This Test has been played with pay strife and load shedding as the sightscreens, but Zimbabwe were five wickets short of lifting that gloom momentarily. Misbah-ul-Haq stood between them and only their fifth Test win against teams other than Zimbabwe, their first since 2001. It seemed they had given up a significant bit of their advantage as they lost their last six wickets for 78 and as the Pakistan themselves were chasing a bit of a landmark: a win here will be their third-highest successful chase, and their first of a 200-run target in close to last 10 years. Having fallen behind over the first three days, Pakistan tried the classical big-team trick: bowl tight and let the opposition batsmen make the mistake, and try to demoralise them when they bowl.
The first part worked well. Rahat Ali led a bowling unit that aimed for the cracks as opposed to trying anything spectacular. The scoring stalled with in-and-out fields in place. Three of the six Zimbabweans to be dismissed today fell to poor shots. When their batsmen try to dominate the bowlers, though, they couldn’t keep it up for long enough. Chatara struck the first blows with wickets of Mohammad Hafeez and Azhar Ali, and Utseya accounted for the dangerous Khurram Manzoor for 54, and Asad Shafiq.
That batting freely would be difficult was evident for the morning session. Rahat and Abdur Rehman began with the simple plan of landing the ball near the crack that runs down the middle of the pitch. The ball would jag either side after hitting the crack, and a wicket always looked around the corner. Rahat first got Vusi Sibanda, who batted at No. 6 because he was unwell on the third day.
The pressure – the two bowled the first 12.4 overs of the day for just 25 runs – was palpable. When Saeed Ajmal came on to bowl, Malcolm Waller saw release in a short and wide ball, but failed to keep it down and gave point the catch. Junaid Khan, the other change, hit the crack even more regularly. Once when he did, the ball moved away from Elton Chigumbura, beating his outside edge. From a similar area, the next ball didn’t move, but the muscle memory had already drawn Chigumbura across, and the edge was taken.
The chaos continued after lunch when Brendan Taylor ended his fighting innings with a limp drive at a full and wide delivery. The lead hadn’t yet reached 250. Richmond Mutumbani now began to attack, scoring 21 off the 25 balls he faced after Taylor got out. Those crucial runs added, he got a leading edge to Ajmal, followed shortly by a flailing pull from Tendai Chatara.
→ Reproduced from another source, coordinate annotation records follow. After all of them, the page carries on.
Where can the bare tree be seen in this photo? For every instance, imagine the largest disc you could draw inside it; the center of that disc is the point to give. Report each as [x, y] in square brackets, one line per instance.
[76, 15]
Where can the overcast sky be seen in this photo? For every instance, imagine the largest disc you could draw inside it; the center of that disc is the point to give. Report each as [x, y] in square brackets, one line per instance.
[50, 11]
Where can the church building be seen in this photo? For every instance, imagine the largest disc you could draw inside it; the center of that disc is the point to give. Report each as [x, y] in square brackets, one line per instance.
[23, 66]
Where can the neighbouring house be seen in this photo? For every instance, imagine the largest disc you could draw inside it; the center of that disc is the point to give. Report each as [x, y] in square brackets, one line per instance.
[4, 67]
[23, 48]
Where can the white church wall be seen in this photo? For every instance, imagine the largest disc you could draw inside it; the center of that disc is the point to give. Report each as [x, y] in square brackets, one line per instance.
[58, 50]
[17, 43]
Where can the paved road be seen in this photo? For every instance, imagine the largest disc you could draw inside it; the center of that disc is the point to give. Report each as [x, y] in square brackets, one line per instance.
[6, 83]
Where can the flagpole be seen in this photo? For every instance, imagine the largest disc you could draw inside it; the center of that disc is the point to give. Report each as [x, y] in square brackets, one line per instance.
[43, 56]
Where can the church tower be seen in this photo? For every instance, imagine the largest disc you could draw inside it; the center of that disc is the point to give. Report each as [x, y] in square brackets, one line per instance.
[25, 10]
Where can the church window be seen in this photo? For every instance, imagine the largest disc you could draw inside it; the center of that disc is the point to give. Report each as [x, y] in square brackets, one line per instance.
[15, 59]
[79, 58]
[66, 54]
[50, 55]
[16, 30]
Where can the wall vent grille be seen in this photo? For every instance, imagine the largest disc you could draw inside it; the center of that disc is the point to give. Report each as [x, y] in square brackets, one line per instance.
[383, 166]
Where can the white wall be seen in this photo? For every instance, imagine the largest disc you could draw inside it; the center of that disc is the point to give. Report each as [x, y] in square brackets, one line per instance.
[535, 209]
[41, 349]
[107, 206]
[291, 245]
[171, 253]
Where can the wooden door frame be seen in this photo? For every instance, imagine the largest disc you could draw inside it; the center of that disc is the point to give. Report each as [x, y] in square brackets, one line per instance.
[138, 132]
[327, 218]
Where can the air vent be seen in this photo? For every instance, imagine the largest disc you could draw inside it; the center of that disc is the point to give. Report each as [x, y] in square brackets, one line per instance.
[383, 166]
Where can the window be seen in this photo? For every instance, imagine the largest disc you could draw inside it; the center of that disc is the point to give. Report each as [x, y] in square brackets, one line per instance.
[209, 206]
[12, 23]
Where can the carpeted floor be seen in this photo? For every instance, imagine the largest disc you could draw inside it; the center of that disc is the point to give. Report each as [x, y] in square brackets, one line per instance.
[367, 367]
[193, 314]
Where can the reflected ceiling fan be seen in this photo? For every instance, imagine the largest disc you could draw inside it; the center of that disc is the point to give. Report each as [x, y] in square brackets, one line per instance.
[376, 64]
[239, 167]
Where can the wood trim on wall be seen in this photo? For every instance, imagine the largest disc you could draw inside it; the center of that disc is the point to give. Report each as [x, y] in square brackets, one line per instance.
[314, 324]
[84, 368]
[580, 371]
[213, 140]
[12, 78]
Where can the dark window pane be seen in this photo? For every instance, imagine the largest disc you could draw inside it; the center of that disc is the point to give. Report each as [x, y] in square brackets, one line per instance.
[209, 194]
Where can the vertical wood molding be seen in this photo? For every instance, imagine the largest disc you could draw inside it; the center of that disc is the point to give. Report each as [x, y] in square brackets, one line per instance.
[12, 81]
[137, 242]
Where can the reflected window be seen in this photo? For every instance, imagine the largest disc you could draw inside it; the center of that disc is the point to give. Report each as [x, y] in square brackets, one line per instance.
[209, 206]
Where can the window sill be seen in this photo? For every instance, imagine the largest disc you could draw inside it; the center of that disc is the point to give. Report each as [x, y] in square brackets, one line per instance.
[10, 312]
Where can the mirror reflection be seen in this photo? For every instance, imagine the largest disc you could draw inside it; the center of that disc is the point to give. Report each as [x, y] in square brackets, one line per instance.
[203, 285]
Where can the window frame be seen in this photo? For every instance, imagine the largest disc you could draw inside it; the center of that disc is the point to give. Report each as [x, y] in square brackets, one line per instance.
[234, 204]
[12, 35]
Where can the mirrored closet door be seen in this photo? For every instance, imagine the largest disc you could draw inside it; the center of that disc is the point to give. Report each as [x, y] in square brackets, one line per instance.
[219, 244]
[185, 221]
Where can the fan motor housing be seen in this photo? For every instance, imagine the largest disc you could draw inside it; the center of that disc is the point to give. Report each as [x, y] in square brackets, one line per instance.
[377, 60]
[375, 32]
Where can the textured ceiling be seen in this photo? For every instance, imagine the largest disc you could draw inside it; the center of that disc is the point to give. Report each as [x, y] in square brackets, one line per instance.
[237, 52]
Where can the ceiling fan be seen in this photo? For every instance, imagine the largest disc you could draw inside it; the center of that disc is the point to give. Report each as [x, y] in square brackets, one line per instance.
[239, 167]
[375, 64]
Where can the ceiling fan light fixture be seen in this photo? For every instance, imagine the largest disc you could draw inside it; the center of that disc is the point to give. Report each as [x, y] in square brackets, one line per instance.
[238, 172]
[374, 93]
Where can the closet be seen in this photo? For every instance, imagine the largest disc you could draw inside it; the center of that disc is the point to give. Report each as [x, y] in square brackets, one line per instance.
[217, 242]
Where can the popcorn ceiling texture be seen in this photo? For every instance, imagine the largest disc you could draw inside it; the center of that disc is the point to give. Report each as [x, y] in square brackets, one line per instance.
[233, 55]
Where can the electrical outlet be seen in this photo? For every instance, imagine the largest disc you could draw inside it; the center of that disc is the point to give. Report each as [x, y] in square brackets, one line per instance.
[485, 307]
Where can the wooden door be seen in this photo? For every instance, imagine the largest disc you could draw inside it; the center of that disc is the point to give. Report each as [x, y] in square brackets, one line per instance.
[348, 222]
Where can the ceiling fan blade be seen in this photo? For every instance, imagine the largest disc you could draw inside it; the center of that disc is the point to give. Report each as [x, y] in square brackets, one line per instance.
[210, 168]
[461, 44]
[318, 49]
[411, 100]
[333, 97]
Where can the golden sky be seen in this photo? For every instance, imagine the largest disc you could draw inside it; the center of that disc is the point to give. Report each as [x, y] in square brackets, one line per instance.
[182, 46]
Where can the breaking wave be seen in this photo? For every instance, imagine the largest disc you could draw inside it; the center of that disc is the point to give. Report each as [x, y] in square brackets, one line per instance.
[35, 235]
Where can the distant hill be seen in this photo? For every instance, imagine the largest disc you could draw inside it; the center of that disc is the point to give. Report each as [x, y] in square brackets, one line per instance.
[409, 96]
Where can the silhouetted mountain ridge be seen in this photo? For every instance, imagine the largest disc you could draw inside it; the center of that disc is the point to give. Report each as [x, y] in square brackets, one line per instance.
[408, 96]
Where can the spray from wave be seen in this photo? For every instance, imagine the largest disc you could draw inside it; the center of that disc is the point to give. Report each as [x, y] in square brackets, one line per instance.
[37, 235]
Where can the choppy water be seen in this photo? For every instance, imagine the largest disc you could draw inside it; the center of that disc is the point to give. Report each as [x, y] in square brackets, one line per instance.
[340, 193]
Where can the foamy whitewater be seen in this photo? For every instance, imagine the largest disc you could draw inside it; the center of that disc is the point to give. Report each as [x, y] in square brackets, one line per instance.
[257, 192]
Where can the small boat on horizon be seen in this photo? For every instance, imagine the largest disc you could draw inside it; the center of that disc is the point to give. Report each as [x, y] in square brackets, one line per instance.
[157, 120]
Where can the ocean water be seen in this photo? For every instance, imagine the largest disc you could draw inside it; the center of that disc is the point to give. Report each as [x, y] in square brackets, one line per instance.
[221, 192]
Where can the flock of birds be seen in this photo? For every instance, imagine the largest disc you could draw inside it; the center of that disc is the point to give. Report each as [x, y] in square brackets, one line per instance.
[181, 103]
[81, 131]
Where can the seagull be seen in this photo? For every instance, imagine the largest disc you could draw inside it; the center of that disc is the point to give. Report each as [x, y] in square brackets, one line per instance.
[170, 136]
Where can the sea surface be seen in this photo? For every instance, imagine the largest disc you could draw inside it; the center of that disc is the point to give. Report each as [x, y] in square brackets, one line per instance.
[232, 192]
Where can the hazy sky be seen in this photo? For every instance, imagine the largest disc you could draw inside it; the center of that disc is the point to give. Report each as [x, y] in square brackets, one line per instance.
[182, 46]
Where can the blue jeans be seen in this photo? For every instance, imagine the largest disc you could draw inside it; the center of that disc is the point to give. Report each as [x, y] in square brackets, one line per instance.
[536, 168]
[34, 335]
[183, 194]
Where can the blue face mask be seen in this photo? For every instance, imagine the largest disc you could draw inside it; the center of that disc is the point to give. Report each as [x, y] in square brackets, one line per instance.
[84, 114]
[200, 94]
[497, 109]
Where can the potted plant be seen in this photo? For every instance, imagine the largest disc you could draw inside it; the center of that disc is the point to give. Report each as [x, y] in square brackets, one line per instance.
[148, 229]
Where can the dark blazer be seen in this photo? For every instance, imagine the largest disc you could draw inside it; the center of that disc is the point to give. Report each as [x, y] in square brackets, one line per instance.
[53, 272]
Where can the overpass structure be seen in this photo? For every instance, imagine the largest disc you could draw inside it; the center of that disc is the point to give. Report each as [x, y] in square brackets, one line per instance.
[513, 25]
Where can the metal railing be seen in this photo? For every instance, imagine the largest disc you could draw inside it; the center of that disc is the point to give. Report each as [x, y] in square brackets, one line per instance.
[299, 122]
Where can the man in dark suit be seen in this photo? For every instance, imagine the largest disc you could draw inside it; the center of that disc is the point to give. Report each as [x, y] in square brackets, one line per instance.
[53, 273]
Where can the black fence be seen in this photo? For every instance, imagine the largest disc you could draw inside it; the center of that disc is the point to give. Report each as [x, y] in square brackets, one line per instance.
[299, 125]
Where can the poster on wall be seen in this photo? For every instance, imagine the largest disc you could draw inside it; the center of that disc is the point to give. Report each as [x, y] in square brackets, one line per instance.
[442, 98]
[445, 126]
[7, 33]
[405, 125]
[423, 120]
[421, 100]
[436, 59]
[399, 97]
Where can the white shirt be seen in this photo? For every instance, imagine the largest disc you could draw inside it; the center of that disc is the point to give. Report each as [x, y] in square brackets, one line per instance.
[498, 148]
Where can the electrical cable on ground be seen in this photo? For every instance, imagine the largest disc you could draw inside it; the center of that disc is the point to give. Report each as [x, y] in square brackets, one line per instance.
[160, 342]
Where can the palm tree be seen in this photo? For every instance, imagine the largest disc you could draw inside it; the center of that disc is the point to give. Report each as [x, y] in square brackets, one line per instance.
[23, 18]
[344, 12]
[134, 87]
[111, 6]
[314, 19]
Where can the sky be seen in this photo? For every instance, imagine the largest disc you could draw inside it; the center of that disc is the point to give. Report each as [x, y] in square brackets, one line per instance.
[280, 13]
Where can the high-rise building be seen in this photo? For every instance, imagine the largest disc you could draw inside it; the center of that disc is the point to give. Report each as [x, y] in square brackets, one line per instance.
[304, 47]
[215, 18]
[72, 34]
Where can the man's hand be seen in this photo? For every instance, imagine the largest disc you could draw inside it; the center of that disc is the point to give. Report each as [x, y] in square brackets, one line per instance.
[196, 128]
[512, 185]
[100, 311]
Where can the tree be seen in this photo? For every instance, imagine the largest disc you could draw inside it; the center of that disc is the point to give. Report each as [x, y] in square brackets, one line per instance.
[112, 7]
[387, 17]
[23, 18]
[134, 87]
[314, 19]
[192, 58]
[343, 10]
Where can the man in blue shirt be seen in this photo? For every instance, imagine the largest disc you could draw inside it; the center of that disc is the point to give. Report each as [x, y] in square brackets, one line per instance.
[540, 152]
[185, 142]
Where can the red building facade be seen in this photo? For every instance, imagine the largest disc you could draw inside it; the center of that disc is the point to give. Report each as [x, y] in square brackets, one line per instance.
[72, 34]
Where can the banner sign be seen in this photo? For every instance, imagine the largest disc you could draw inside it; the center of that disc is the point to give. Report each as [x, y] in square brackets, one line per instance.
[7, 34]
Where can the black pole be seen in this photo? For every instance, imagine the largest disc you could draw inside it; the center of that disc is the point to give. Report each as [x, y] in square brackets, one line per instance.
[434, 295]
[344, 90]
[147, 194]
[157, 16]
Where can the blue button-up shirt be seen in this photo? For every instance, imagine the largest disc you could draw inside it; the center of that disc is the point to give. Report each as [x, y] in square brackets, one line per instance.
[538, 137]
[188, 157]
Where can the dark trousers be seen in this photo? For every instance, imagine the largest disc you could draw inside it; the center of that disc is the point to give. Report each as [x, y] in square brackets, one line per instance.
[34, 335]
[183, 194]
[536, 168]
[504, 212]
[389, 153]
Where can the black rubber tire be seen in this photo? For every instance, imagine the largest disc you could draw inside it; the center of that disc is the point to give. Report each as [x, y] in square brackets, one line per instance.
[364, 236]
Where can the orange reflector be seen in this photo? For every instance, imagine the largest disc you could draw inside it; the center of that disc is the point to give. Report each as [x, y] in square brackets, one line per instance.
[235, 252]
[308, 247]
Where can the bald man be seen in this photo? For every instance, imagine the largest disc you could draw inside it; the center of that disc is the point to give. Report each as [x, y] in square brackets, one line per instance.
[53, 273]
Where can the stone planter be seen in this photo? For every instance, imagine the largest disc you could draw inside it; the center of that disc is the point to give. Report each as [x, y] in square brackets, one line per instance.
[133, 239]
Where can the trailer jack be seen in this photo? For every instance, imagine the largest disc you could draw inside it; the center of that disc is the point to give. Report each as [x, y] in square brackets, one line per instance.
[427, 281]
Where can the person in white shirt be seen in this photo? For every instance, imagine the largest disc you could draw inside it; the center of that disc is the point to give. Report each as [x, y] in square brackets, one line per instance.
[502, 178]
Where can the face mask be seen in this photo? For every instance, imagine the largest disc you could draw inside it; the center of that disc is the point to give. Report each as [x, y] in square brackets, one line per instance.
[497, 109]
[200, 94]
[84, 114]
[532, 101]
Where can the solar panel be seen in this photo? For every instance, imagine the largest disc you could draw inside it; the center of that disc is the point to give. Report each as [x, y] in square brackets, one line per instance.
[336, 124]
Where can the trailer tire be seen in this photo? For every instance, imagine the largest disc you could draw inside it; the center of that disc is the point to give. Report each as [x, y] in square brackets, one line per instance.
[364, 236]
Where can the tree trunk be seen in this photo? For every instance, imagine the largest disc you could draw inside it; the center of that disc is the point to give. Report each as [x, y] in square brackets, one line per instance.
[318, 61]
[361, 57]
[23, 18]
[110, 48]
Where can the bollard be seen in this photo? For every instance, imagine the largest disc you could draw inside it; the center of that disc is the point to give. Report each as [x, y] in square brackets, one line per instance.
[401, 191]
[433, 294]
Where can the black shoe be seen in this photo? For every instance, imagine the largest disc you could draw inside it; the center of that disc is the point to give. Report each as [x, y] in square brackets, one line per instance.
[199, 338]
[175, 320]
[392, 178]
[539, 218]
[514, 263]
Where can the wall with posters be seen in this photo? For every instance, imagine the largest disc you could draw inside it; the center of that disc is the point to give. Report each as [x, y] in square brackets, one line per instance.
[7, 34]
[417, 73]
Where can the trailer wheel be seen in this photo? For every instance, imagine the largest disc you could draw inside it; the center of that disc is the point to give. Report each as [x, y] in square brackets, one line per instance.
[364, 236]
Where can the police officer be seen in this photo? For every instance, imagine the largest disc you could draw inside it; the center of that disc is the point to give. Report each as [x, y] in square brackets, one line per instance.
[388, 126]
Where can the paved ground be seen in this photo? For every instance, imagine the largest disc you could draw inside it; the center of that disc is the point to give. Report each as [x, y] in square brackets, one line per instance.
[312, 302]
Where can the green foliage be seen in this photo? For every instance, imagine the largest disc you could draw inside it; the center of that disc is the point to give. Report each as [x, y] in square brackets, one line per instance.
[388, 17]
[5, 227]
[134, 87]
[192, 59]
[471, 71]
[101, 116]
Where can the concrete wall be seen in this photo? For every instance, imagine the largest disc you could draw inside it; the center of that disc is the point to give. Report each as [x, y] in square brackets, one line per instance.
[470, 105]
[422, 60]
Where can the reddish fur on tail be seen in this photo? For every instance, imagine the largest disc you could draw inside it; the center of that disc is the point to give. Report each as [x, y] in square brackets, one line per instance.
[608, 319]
Chatara was much more effective when it came to bowling. The Pakistan openers had somewhat rattled the Zimbabwe bowlers a bit as they began to walk at them and drive prodigiously. By the end of the seventh over, they had reached 29. Only one of those 29 was run. Taylor then called on Chatara. Hafeez continued to walk down the wicket. His premeditation consumed him. First he pulled a ball he should have been cutting. If this one fell short of mid-on, the next early walk down the wicket resulted in a leading edge that was swallowed by mid-on. It was followed up by a beauty to Azhar, a length ball that held its line in front of off, squaring the batsman up and hitting the off stump.
All this didn’t deter the first-innings half-centurion, Manzoor, who remained positive and kept attacking loose deliveries. The attitude seemed to rub onto Younis Khan too: they added they added 54 in 11 overs. Zimbabwe refused to let up, though. Utseya, despite being hit for two fours by Manzoor, troubled him with the dip he got. Soon after Manzoor reached his second fifty of the match, he fell to the dip. He pushed forward to defend, but the ball dropped shorter than he expected, and popped up for a bat-pad catch.
Younis soon moved too far across to a straight delivery from Brian Vitori, losing his leg stumps. Between them, the top four hit 21 boundaries in 99 runs. Attacking the inexperienced bowlers seemed something that was discussed beforehand. With four wickets down for 100, though, Misbah went back to the way he has become used to. For company was Asad Shafiq. They defended and defended, but they – Shafiq in particular – never really looked comfortable. Vitori especially troubled him from round the stumps, a wide angle that has got him more than once in this series.
Shafiq’s end, though, came to Utseya when he went back to cut a ball that wasn’t short enough, and edged it through to Mutumbani. Misbah and Adnan Akmal saw off the remaining 9.4 overs without further incident, making sure neither team could sleep more comfortably than the other.